2 fever questions

I’ve been a sick monster recently and it got me contemplating the mysteries of fevers.

  1. Why are fevers worse at night? It always seems to be low during the day, but spike up at night.
  2. Why do you alternate feeling really cold and really hot with a fever?

I can answer the first. Your body temperature fluctuates throughout the day. Your lowest temperature is in the early morning, and the highest is in the late afternoon early evening.

The second I can offer an educated guess. You tend to feel cold when your body is trying to increase temperature. You tend to feel warm when your body is trying to decrease it. So perhaps your body is trying to find the perfect temperature to balance killing off the virus/bacteria and keeping your other metabolic processes at proper levels.

Just to add to what BigT said, there is a diurnal variation to body temperature which persists even when someone has a fever. In other words, there is a natural cycling of body temperature with the highest temperature occurring late in the afternoon and persisting to early AM. Body temperature starts to drop later in the morning, say around 04:00 (give or take). The drop corresponds to a rise in the level of blood cortisol, a hormone with many properties including lowering of body temperature. Levels of cortisol peak around 08:00.

In terms of fever causing you to feel hot/cold, there is a natural sequence governing fever. Specifically, as your temperature rises, you feel cold and may even start to shake or have rigors (this is a manifestation of your body generating heat, just as would happen if you were stuck outside on a freezing day - you’d start to shake).

When the body (and specifically the hypothalamus) no longer wants to keep the body temperature so high, signals are sent to dissipate heat. Again, just as would happen if you were sweltering on a hot day, you begin to sweat and get flushed (both of which cause heat to be lost from the body).

To a large extent, then, if someone is having shaking chills (rigors), or is having drenching sweats (especially at night), it’s usually tantamount to them declaring that they are having fevers.
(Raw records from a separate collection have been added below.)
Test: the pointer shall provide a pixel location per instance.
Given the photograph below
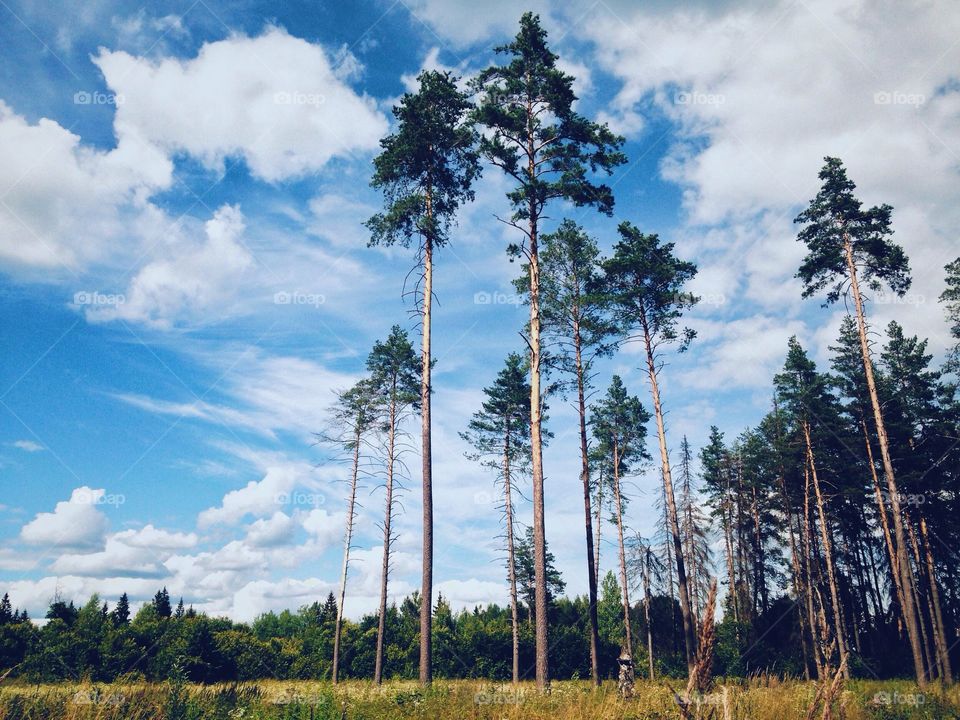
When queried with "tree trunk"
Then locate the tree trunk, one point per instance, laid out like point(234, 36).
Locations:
point(646, 610)
point(840, 631)
point(808, 564)
point(511, 559)
point(797, 572)
point(939, 632)
point(625, 595)
point(910, 611)
point(426, 591)
point(892, 554)
point(587, 515)
point(536, 446)
point(689, 634)
point(385, 571)
point(918, 598)
point(348, 537)
point(727, 520)
point(599, 516)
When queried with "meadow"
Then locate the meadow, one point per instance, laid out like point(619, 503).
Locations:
point(754, 699)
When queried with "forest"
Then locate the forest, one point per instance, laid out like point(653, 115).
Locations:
point(817, 546)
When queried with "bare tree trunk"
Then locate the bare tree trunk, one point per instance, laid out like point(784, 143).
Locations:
point(939, 631)
point(385, 571)
point(840, 631)
point(760, 579)
point(348, 537)
point(588, 520)
point(918, 597)
point(728, 547)
point(511, 557)
point(625, 595)
point(599, 515)
point(797, 572)
point(689, 632)
point(646, 610)
point(892, 555)
point(426, 591)
point(536, 445)
point(910, 612)
point(807, 555)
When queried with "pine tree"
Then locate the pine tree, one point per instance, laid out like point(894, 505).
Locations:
point(619, 423)
point(426, 170)
point(395, 384)
point(645, 281)
point(694, 531)
point(806, 396)
point(500, 434)
point(121, 611)
point(354, 415)
point(951, 300)
point(847, 246)
point(161, 603)
point(537, 139)
point(577, 331)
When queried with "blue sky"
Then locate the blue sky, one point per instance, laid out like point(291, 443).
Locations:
point(166, 176)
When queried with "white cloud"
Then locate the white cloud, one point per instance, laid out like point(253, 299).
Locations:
point(760, 94)
point(275, 100)
point(156, 538)
point(260, 498)
point(195, 279)
point(278, 529)
point(63, 204)
point(74, 523)
point(740, 353)
point(28, 445)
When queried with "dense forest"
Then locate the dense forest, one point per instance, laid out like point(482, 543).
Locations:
point(826, 532)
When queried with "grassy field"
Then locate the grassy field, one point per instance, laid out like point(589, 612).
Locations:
point(454, 700)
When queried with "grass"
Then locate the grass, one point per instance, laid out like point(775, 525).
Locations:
point(757, 699)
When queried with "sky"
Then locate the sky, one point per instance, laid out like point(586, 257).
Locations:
point(185, 280)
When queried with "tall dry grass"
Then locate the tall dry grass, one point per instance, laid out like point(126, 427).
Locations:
point(756, 699)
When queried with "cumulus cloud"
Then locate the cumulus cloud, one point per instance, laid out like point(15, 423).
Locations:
point(192, 279)
point(62, 204)
point(259, 498)
point(274, 100)
point(873, 83)
point(27, 445)
point(74, 523)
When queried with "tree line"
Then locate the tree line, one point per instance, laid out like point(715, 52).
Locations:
point(834, 516)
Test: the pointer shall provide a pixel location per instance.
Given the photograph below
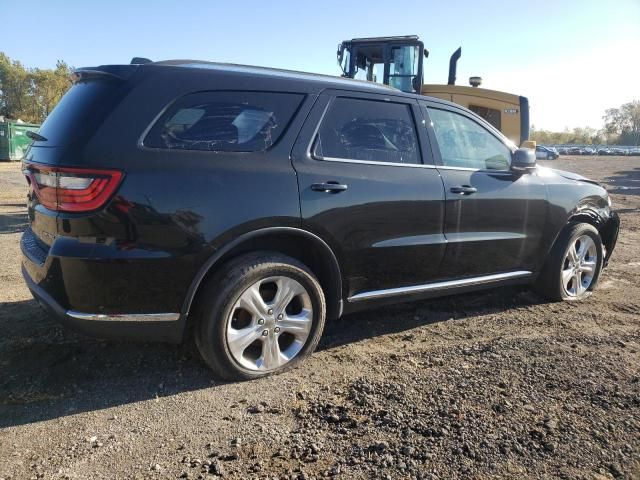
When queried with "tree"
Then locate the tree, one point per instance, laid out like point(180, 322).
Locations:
point(624, 122)
point(31, 94)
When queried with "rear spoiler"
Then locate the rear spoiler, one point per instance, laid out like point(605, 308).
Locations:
point(112, 72)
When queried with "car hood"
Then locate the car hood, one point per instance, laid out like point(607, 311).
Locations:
point(572, 176)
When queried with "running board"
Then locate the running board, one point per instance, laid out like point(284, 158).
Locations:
point(130, 317)
point(429, 287)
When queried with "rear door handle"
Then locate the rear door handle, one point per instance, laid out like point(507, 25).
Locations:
point(329, 187)
point(464, 189)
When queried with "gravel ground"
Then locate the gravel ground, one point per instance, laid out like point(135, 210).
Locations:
point(498, 384)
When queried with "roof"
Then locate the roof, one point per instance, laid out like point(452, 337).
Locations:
point(402, 38)
point(335, 81)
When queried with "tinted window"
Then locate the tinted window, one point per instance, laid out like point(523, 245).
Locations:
point(224, 121)
point(464, 143)
point(368, 130)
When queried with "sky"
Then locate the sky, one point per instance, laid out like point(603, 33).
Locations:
point(573, 59)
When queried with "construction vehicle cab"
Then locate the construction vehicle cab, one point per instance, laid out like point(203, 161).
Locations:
point(394, 61)
point(398, 62)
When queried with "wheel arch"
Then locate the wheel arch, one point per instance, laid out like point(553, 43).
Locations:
point(294, 242)
point(607, 227)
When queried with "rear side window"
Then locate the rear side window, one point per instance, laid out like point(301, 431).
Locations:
point(355, 129)
point(224, 121)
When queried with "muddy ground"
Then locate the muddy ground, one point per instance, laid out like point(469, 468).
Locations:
point(499, 384)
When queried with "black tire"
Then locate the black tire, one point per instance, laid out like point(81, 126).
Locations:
point(219, 295)
point(549, 283)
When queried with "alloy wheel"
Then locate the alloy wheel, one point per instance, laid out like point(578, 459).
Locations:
point(579, 266)
point(269, 324)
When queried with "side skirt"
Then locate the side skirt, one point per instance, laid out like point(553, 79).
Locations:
point(439, 286)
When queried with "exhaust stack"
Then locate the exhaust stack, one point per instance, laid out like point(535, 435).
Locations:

This is often seen in patients with certain cancers or chronic infections even if they aren’t aware of, or don’t think they’re having a fever.

Hope you don’t mind me adding another question here. One thing I’ve wondered for a while, but been too lazy to ask.

Why do you become weak physically, with a fever? I’ve had everything from not being able to lift as much as usual, to being effectively paralysed from the waist down when I’ve been running a high temp.

Although fever itself does seem to make you feel awful, and weak, I suspect that the reason weakness is often so prominent a symptom is because what’s causing the fever is also causing the weakness. Specifically, fever is often due to high levels of blood interferon and interleukins (i.e. cytokines). These substances are released into the blood when you have a virus infection, cancer, etc. They not only can cause fever but also can cause a whole host of other, non-specific effects including feeling like you’ve got the flu (weak, achy, . . . ).